Bandara Boston sepi dan lengang menjelang subuh. Aku naik taxi yang menunggu penumpang di depan bandara. Tanpa banyak tanya sopir taksinya langsung menodongku dengan, "Harvard or MIT?"

"Baker House, please," jawabku mengangkat koper ke bagasi.

"Over-night flight?" tanya Pak Sopir.

"Twenty two hours on board."

"Freshman, I bet," senyumnya. "Welcome to Massachusetts."

Asrama yang kutuju hanya berjarak dua belas menit dari bandara. Aku mendongak pada gedung tujuh lantai yang dibangun dari bata merah. Bentuknya mirip huruf W raksasa yang sangat panjang. Lampu dari dalam kamar-kamarnya padam, tapi gedung masih terang benderang karena penerangan di sisi luar. Bata yang menyusun dinding tidak semuanya rata, tapi sengaja dibuat meliuk di beberapa tempat dan beberapa lain dijejali batu-batu hitam. Rasa kantukku hilang melihat bangunan artistik yang menjulang di depan mataku. Bentuknya lebih mirip hotel bergaya retro daripada asrama kampus.

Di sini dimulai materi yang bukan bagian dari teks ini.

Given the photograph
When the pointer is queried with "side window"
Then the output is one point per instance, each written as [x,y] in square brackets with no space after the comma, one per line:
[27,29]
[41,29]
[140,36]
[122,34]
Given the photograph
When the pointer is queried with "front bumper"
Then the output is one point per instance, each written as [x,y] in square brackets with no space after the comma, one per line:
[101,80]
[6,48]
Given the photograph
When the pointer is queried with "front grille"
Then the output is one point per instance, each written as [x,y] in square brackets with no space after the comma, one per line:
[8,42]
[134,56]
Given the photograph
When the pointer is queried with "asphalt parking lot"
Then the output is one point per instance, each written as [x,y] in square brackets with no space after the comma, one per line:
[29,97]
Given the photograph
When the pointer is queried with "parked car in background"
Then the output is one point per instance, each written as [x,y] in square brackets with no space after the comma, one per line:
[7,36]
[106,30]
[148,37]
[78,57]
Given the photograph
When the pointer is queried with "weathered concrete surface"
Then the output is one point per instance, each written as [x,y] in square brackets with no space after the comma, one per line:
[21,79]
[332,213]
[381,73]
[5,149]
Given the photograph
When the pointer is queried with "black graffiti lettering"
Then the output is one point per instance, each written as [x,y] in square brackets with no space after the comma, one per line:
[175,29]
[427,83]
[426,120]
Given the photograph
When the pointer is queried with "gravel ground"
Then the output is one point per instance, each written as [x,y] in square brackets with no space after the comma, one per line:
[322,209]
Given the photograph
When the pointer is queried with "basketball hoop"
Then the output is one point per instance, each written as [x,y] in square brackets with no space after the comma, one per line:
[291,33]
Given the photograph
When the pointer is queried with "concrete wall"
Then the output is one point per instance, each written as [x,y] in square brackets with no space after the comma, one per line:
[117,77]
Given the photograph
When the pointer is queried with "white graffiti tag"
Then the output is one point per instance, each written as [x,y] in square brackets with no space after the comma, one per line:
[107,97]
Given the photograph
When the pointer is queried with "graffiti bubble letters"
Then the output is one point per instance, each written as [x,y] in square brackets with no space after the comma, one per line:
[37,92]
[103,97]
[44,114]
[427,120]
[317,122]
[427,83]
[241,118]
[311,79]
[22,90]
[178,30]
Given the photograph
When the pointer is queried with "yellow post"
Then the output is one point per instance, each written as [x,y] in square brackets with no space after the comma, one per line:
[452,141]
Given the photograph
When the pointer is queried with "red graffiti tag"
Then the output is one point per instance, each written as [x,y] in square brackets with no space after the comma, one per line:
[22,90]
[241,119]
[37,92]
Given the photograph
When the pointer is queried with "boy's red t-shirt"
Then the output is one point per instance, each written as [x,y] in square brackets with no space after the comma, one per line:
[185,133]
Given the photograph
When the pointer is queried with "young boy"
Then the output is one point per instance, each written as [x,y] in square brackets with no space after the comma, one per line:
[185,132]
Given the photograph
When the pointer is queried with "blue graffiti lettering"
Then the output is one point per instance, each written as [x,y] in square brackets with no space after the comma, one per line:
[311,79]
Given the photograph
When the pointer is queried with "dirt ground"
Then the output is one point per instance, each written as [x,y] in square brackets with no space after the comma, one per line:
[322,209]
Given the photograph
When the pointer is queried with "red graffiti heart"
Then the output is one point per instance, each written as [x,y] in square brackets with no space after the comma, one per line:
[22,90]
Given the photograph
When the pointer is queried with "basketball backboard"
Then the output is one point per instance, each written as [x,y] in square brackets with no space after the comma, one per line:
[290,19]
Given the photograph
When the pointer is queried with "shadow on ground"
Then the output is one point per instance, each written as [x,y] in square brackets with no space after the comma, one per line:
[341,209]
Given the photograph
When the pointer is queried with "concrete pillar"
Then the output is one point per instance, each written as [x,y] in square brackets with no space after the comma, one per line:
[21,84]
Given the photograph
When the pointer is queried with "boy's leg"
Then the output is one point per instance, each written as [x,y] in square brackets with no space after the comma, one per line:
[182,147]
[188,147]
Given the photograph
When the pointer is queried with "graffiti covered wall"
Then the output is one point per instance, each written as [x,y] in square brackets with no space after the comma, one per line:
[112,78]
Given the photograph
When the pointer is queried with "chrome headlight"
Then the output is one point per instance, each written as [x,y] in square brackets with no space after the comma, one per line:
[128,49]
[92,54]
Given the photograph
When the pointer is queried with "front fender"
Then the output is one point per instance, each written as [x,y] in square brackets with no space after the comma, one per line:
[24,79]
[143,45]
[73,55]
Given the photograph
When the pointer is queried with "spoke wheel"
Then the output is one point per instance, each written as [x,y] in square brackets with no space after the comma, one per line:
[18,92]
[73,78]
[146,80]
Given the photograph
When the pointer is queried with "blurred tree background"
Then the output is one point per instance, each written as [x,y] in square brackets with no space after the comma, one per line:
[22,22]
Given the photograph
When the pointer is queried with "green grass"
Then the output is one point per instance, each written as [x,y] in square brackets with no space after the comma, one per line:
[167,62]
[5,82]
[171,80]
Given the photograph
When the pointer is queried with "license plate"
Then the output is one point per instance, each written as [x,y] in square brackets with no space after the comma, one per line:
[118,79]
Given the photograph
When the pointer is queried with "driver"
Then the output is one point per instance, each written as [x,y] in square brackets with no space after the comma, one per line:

Kutarik koperku untuk melapor ke satpam. Didepan pos satpam sudah ada calon mahasiswa lain yang menyebutkan identitasnya.

"Haneda Seiru JH02," katanya menyebutkan nomor ID penerima kunci kamar untuk dicatat satpam. "No, no, please write Haneda as the surename."

Langkahku terhenti di belakangnya. Anak lelaki itu menoleh padaku. Kami tampak seusia meskipun dia dua tahun lebih tua. Gerakan matanya khas, meskipun tidak seliar Mark Tresh yang kulihat dalam video. Meski tak ada kata yang keluar, aku tahu, kami saling mengenali meski pertama kali bertemu.

҉

Perkuliahan di MIT dimulai pada minggu terahir bulan Agustus. Udara jadi jauh lebih sejuk, dan dingin di malam hari. Tapi mungkin karena badanku sudah agak terbiasa, aku nyaman-nyaman saja pakai kaos dan kemeja kemana-mana seperti orang-orang sekitar.

Waktu kubilang kuliah, sebenarnya tidak ada materi perkuliahan yang kuterima di dalam kelas. Dosen-dosen MIT tidak datang ke kelas untuk mengajar. Setiap hari mahasiswa cuma diberi pertanyaan sederhana, bukan tentang definisi suatu istilah kedokteran atau teknik-teknik pengobatan, tapi pertanyaan-pertanyaan yang lebih bersifat umum dan selalu diawali dengan How dan Why. Dari sinilah mahasiswa dituntut untuk memberikan jawaban yang punya dasar teori, karena secerdas apapun jawabannya akan dianggap ngawur tanpa adanya dasar teori.